Des initiatives comme les Assemblées citoyennes pour le climat, expérimentées en France, en Irlande ou au Royaume-Uni, offrent des espaces délibératifs où la perspective de long terme peut s’exprimer. La Convention Citoyenne pour le Climat française a ainsi explicitement intégré la préoccupation pour les générations futures dans ses travaux, proposant notamment l’inclusion de la protection de l’environnement et de la biodiversité dans la Constitution.

À l’échelle internationale, des propositions émergent pour institutionnaliser cette préoccupation intergénérationnelle. L’idée d’un Conseil des gardiens des générations futures aux Nations Unies, avancée par plusieurs ONG et penseurs comme Dominique Bourg, viserait à évaluer les politiques mondiales au regard de leurs impacts à long terme et à représenter les intérêts des générations à venir dans les négociations internationales.

Repenser notre relation au temps et à la nature

En définitive, la justice climatique intergénérationnelle nous invite à reconsidérer notre conception du temps.
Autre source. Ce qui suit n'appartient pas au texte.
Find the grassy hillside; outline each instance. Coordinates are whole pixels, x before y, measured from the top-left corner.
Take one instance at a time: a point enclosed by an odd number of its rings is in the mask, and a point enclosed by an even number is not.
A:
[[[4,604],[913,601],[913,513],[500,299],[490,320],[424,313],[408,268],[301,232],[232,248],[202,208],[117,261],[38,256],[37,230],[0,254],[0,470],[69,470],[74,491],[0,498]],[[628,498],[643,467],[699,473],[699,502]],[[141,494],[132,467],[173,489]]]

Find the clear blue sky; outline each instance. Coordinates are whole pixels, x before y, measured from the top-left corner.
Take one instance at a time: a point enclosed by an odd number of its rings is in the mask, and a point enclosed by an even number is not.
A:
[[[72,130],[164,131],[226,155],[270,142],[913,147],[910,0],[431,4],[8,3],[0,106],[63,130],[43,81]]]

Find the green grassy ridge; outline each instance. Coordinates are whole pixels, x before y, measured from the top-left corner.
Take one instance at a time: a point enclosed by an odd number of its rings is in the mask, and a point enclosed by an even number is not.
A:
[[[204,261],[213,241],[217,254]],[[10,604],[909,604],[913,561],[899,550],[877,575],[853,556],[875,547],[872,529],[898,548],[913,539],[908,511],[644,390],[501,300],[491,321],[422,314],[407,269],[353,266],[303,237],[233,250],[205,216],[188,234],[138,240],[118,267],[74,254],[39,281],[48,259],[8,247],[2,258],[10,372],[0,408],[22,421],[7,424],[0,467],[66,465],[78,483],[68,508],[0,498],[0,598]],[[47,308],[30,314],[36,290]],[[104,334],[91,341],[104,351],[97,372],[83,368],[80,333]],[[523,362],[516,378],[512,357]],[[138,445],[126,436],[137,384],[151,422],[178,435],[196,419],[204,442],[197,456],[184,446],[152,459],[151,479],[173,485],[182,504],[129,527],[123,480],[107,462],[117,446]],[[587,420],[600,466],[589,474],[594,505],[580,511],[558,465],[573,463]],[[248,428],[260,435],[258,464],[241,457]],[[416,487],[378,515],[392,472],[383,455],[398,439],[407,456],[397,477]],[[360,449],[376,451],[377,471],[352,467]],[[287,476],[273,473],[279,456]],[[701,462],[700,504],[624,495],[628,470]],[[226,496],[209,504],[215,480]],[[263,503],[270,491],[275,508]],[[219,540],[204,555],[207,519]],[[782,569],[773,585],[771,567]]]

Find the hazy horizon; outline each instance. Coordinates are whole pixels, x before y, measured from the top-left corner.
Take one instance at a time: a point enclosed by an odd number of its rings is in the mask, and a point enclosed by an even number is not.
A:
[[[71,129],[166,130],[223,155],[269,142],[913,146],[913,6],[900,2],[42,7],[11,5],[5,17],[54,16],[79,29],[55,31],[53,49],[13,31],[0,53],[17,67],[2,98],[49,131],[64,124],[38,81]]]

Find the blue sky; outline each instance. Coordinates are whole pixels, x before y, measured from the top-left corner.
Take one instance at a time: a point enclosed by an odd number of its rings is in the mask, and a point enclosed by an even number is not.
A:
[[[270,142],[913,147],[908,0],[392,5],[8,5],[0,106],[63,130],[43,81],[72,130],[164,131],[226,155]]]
Les sociétés modernes, caractérisées par une accélération constante et une focalisation sur l’instantané, peinent à intégrer les temporalités longues nécessaires à la pensée climatique. Des philosophes comme Hartmut Rosa appellent à une « résonance » renouvelée avec le monde naturel, qui permettrait de sortir de l’aliénation temporelle contemporaine.

Cette reconception du temps s’accompagne d’une transformation de notre rapport à la nature. Plutôt que de la considérer comme un simple stock de ressources à exploiter, les approches de la durabilité forte reconnaissent la valeur intrinsèque des écosystèmes et notre interdépendance fondamentale avec eux. Des concepts juridiques novateurs, comme les droits de la nature reconnus dans la Constitution de l’Équateur ou les principes de Tutela Legis développés en Nouvelle-Zélande, ouvrent la voie à une protection plus robuste du patrimoine naturel commun.

La justice climatique intergénérationnelle n’est pas seulement une question de répartition équitable des fardeaux et des bénéfices entre générations. Elle implique une redéfinition profonde de notre place dans le temps et dans le monde naturel. Face à l’urgence climatique, cette transformation culturelle, juridique et institutionnelle apparaît non seulement comme un impératif moral, mais comme une condition de survie pour l’humanité et les écosystèmes dont elle dépend.